Parecía muy ansioso por seguir en ello.

—Gracias, pero creo que debes pasarle el balón a Marcus. Por lo que sé, está investigando el caso —respondió Carl.

—Y en cuanto a la segunda cuestión, Denise había ido a la escuela en Rødovre, pero entró en la Bolmans Friskole en quinto de primaria, y salió en cuarto de secundaria, en junio de 2004.

—Es decir, unas semanas después de que fuera asesinada Stephanie Gundersen, ¿no es así? —comentó Carl.

Assad asintió.

—Sí. Y la profesora que estaba en la reunión con Stephanie cuando ella y Stephanie discutieron con la madre de Denise unos meses antes sigue trabajando en la escuela, pero no recordaba ni la reunión ni a la madre de Denise. Lo que sí recordaba con claridad era que a la sustituta la mataron en plena época de exámenes y las molestias que eso supuso.

—¿Porque pasó en época de exámenes?

—Pues sí. Tuvo que trabajar de examinadora en el examen final, sustituyendo a la difunta, y no parecía que en aquella época sintiera mucha pena por ella.

—Hace falta ser cínica —dejó caer Gordon.

Assad asintió en silencio.

—Sí, sonaba como una auténtica arpa.

—Se dice arpía, Assad —lo corrigió Carl—. Un arpa es un instrumento musical, y una arpía es una arpía.

Assad miró a Carl como si estuviera mal de la cabeza. No importaba cómo se dijera, importaba el contenido.

—Ha sido difícil hablar con Hacienda y la Oficina de Sucesiones, no han estado nada cooperativos; pero Lis me ha ayudado, es una verdadera ancha, Carl.

¿Ancha?

—Quieres decir que es un hacha, ¿verdad?

El rostro oscuro de su ayudante se tiñó un poco de rojo.

—¿Quieres dejar todo el tiempo de interrumpirme, Carl?

Carl asintió.

—Sí, pero «Quieres dejar todo el tiempo de interrumpirme» no suena bien. Suena mejor decir «Quieres dejar de interrumpirme todo el tiempo».

Fue la gota que desbordó el vaso.

—¡Joder, qué más da!

No hizo caso a los meneos de cabeza de Gordon y Carl, y siguió con lo suyo, cabreadísimo.

—Te lo he aguantado durante muchos años, Carl, pero voy a pedirte que en lo sucesivo te abstengas de corregirme todo el tiempo.

Carl arqueó las cejas. ¿Tanto lo corregía?
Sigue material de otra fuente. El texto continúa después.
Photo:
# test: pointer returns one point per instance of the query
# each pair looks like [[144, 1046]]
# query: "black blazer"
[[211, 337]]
Quiso protestar, pero no dijo nada cuando advirtió que Gordon daba una palmada en el hombro a Assad. Dos contra uno en un lunes insulso: pasaba de luchar.

Assad inhaló una gran bocanada de aire y hundió la mirada en sus apuntes.
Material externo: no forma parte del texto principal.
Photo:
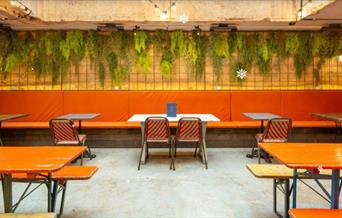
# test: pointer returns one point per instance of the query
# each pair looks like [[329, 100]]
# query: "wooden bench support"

—Lis ha descubierto que Rigmor Zimmermann era una acaud… —Estuvo pensando un momento—. Acaud… alada.

Dirigió una mirada intensa hacia Carl, que tuvo ganas de hacer un gesto afirmativo, pero no se atrevió.

—Aparte de los seis millones que sabíamos que guardaba en el banco, tenía valores por cuatro millones, y además era dueña de tres pisos. Uno en Borgergade, donde vive Birgit Zimmermann, otro en Rødovre, encima de la antigua zapatería que había sido de su marido. Y luego otro en Stenløse.

Carl emitió un silbido.

—Una señora rica, sin duda. Y dices que tenía un piso en Stenløse, qué curioso: Rose también vive allí.

Assad movió la cabeza arriba y abajo.

—Sí, Carl.

Se volvió hacia Gordon.

—Tampoco tú sabes lo que voy a decir, porque acabo de descubrirlo.

Gordon se alzó de hombros. ¿A qué se refería?

—No vais a creerlo, pero la vecina de Rose se llama ni más ni menos que Zimmermann: ¡Rigmor Zimmermann, para ser exactos!